The Canadian dollar closed slightly higher Monday amid hopes that European Union finance ministers would take action soon to deal decisively with government debt crises in some of its member countries.
The loonie was up 0.11 of a cent to 97.25 cents (U.S.) amid stabilizing commodity prices.
The currency lost about 5 cents last week after expectations of slowing global economic conditions and a worsening European government debt crisis sent traders flocking to the safe haven status of U.S. Treasurys and prices for oil, copper and gold tanked.
The loonie advanced amid what “seems to be increasing consensus of what Europe needs – a larger aid package, the recapitalization of the weakest banks and a plan for an orderly Greek default,” observed Scotia Capital chief currency strategist Camilla Sutton.

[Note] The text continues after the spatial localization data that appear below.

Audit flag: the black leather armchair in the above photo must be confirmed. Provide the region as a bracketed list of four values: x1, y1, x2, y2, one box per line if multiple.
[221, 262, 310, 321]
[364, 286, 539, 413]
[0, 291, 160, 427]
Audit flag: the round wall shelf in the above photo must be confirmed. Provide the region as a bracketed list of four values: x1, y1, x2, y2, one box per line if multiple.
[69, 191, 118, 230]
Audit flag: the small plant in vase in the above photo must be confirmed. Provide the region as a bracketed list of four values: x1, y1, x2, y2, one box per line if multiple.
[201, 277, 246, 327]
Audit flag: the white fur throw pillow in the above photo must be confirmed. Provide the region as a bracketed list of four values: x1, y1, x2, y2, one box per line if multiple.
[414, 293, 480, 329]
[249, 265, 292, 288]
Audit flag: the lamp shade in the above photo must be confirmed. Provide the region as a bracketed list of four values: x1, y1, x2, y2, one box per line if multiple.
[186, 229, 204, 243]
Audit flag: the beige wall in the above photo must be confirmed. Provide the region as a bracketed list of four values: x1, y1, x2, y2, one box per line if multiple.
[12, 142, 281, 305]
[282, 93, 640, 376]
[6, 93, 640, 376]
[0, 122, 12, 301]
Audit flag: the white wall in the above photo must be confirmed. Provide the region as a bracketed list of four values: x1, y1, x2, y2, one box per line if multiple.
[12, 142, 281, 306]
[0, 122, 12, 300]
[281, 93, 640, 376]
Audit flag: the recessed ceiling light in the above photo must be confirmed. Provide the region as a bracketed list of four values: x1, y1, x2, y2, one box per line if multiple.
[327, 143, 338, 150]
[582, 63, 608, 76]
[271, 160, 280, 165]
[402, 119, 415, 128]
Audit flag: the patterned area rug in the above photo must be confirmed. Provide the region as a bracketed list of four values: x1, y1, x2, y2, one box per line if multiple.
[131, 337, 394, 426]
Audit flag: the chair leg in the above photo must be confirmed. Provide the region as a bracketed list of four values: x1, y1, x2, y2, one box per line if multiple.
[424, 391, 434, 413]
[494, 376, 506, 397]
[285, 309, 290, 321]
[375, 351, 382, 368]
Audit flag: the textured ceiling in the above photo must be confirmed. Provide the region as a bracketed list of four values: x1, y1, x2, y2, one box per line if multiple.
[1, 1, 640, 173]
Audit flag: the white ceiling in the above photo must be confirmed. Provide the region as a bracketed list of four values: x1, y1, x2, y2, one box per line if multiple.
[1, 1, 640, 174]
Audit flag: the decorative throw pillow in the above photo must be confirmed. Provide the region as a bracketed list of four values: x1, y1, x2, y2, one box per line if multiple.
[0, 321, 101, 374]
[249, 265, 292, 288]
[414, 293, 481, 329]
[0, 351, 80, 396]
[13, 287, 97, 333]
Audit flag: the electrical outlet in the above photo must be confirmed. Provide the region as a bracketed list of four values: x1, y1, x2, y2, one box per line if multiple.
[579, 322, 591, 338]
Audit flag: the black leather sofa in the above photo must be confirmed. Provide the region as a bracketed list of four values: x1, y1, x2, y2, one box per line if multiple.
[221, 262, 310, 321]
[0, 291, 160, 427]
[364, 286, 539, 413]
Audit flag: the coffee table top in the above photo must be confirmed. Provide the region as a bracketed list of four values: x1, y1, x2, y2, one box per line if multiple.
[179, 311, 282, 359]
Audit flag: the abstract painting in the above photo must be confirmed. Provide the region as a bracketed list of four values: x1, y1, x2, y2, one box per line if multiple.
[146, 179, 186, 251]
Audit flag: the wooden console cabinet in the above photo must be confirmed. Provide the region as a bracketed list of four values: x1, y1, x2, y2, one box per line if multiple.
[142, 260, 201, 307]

“Whether European authorities can deliver is a different question, however at least there appears to be some form of consensus on what the solution is.”

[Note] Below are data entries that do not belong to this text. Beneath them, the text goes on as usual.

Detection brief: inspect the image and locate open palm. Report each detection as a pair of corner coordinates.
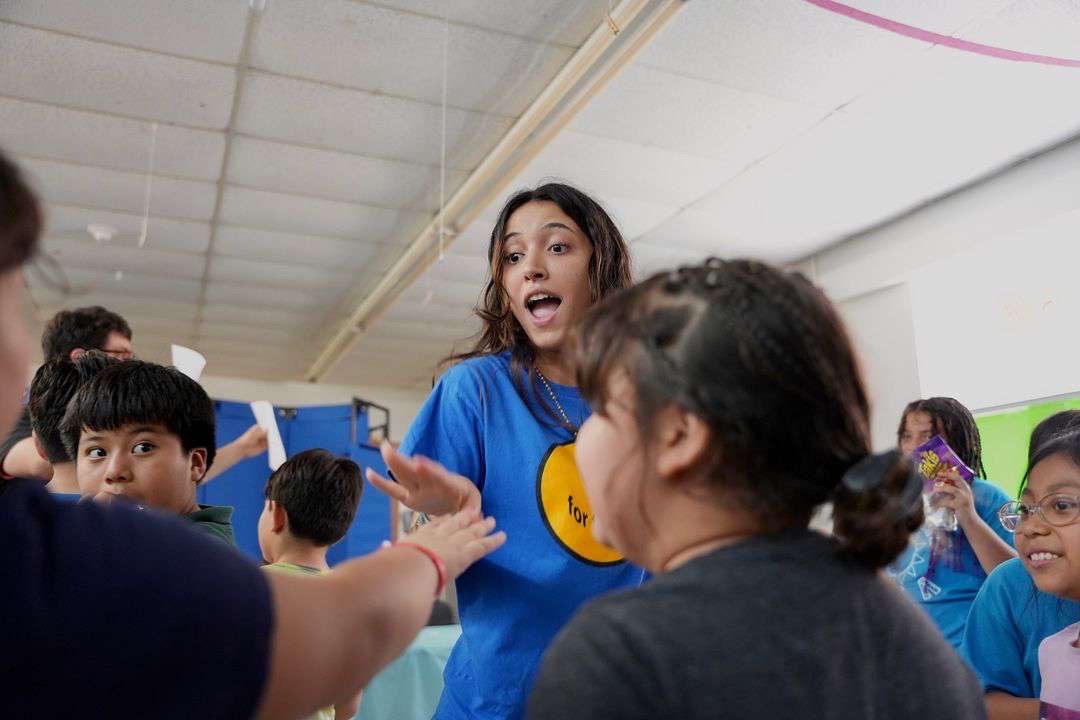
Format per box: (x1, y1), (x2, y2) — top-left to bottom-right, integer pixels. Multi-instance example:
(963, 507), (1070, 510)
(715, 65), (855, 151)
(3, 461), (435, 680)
(366, 441), (481, 517)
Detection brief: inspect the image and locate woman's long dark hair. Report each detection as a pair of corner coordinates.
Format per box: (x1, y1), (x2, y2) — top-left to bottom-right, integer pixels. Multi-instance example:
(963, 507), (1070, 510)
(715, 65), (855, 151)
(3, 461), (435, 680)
(446, 182), (632, 432)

European officials said over the weekend that Germany and other rich EU countries are pushing for a new strategy to tackle the debt crisis, which is threatening to take down the euro zone’s larger economies.
One proposal on the table is to ask banks and other private institutions that hold Greek bonds to take a far bigger loss on those holdings, slashing Athens’ debt. Many observers have said Greece will not manage to pay down its debt even after taking into account the reduction agreed in July.
The new strategy could also see the size of the continent’s €440-billion ($595.6-billion) bailout fund multiplied several times.
Oil prices rose with the November crude contract on the New York Mercantile Exchange up 39 cents to $80.24 after falling almost 10 per cent last week.
Copper was stable after falling 16 per cent last week with the December contract on the Nymex unchanged at $3.28 a pound.
Gold prices continued to head lower with the December contract down $45 to $1,594.80 after also losing almost 10 per cent last week.